我在使用EKS Fargate时遇到了Datadog的问题

首先

我想整理出在導入Datadog時,由於難以獲取基礎設施數據而遇到的困難點。

Datadog的架构

这是将Datadog引入Kubernetes的架构。

undefined

公式中描述了以下内容。

集群代理作为API服务器和基于节点的代理之间的代理,不仅可以减轻对API服务器的直接负载,还可以使基于节点的代理集中于节点级别的数据收集。另一方面,集群代理从主节点收集集群级别的数据。集群代理将集群级元数据发送回基于节点的代理,可以使用一致的标签在整个集群中增强本地收集的指标。另外,基于节点的代理不再需要从API服务器查询此数据,因此可以减少RBAC规则并且只从kubelet读取指标和元数据。

参考:https://www.datadoghq.com/ja/blog/datadog-cluster-agent

请参考上述链接,了解Datadog集群代理。

为什么会失败?

对kubelet的权限错误

NodeAgent在Fargate的情况下通过apiserver向节点进行代理,然后进行节点内的指标收集。

	if kubeletProxyEnabled {
		// Explicitly disable HTTP to reach APIServer
		kubeletHTTPPort = 0
		httpsPort, err := strconv.ParseUint(os.Getenv("KUBERNETES_SERVICE_PORT"), 10, 16)
		if err != nil {
			return nil, fmt.Errorf("unable to get APIServer port: %w", err)
		}
		kubeletHTTPSPort = int(httpsPort)

		if config.Datadog.Get("kubernetes_kubelet_nodename") != "" {
			kubeletPathPrefix = fmt.Sprintf("/api/v1/nodes/%s/proxy", kubeletNodeName)
			apiServerHost := os.Getenv("KUBERNETES_SERVICE_HOST")

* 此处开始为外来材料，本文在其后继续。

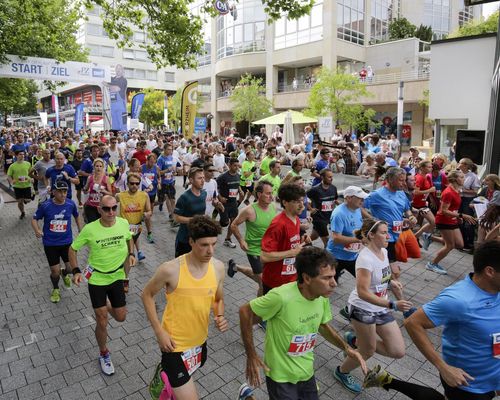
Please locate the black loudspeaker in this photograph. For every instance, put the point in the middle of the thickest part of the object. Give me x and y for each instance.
(470, 144)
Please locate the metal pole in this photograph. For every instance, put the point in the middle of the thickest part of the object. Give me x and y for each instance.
(400, 109)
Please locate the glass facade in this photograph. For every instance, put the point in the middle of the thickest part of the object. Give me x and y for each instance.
(309, 28)
(242, 30)
(381, 14)
(437, 14)
(351, 20)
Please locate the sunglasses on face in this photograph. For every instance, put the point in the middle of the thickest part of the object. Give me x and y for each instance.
(108, 209)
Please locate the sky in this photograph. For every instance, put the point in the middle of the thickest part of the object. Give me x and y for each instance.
(489, 8)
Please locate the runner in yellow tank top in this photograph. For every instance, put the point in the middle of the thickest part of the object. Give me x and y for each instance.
(194, 288)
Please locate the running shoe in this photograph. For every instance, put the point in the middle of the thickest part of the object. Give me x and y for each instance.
(262, 325)
(55, 296)
(348, 381)
(350, 338)
(230, 244)
(377, 377)
(344, 312)
(67, 280)
(106, 364)
(150, 237)
(231, 268)
(436, 268)
(407, 314)
(426, 240)
(245, 391)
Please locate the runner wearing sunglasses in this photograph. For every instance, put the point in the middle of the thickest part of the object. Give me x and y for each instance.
(111, 250)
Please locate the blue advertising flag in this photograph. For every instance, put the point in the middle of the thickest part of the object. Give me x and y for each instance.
(136, 107)
(78, 117)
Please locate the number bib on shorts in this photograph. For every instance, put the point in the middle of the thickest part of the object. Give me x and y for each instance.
(302, 344)
(59, 226)
(135, 229)
(327, 205)
(496, 345)
(397, 227)
(288, 267)
(353, 247)
(192, 359)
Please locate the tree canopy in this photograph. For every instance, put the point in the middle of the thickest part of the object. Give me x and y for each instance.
(249, 100)
(477, 27)
(338, 93)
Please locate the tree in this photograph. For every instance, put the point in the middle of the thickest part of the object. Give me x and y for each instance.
(17, 96)
(477, 27)
(174, 30)
(249, 100)
(152, 109)
(424, 33)
(338, 93)
(401, 28)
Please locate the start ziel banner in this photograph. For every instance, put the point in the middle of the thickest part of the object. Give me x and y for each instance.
(49, 69)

			potentialHosts = &connectionInfo{
				hostnames: []string{apiServerHost},
			}
			log.Infof("EKS on Fargate mode detected, will proxy calls to the Kubelet through the APIServer at %s:%d%s", apiServerHost, kubeletHTTPSPort, kubeletPathPrefix)
		} else {
			return nil, errors.New("kubelet proxy mode enabled but nodename is empty - unable to query")
		}
	} else {
		// Building a list of potential ips/hostnames to reach Kubelet
		potentialHosts = getPotentialKubeletHosts(kubeletHost)
	}

	// Checking HTTPS first if port available
	var httpsErr error
	if kubeletHTTPSPort > 0 {
		httpsErr = checkKubeletConnection(ctx, "https", kubeletHTTPSPort, kubeletPathPrefix, potentialHosts, &clientConfig)
		if httpsErr != nil {
			log.Debug("Impossible to reach Kubelet through HTTPS")
			if kubeletHTTPPort <= 0 {
				return nil, httpsErr
			}
		} else {
			return newForConfig(clientConfig, kubeletTimeout)
		}
	}

因此,我们将授予 ClusterRole 如下权限。

apiVersion: rbac.authorization.k8s.io/v1
kind: ClusterRole
metadata:
  name: datadog-agent
rules:
  - apiGroups:
    - ""
    resources:
    - nodes
    - namespaces
    verbs:
    - get
    - list
  - apiGroups:
      - ""
    resources:
      - nodes/metrics
      - nodes/spec
      - nodes/stats
      - nodes/proxy
      - nodes/pods
      - nodes/healthz
    verbs:
      - get

命名空间之间的通信

ClusterAgent使用”datadog”作为命名空间,NodeAgent使用”golang”作为命名空间,因此需要在不同的命名空间之间进行通信。为此,需要ClusterAgent的服务端点。因此,在DD_CLUSTER_AGENT_URL中进行了设置。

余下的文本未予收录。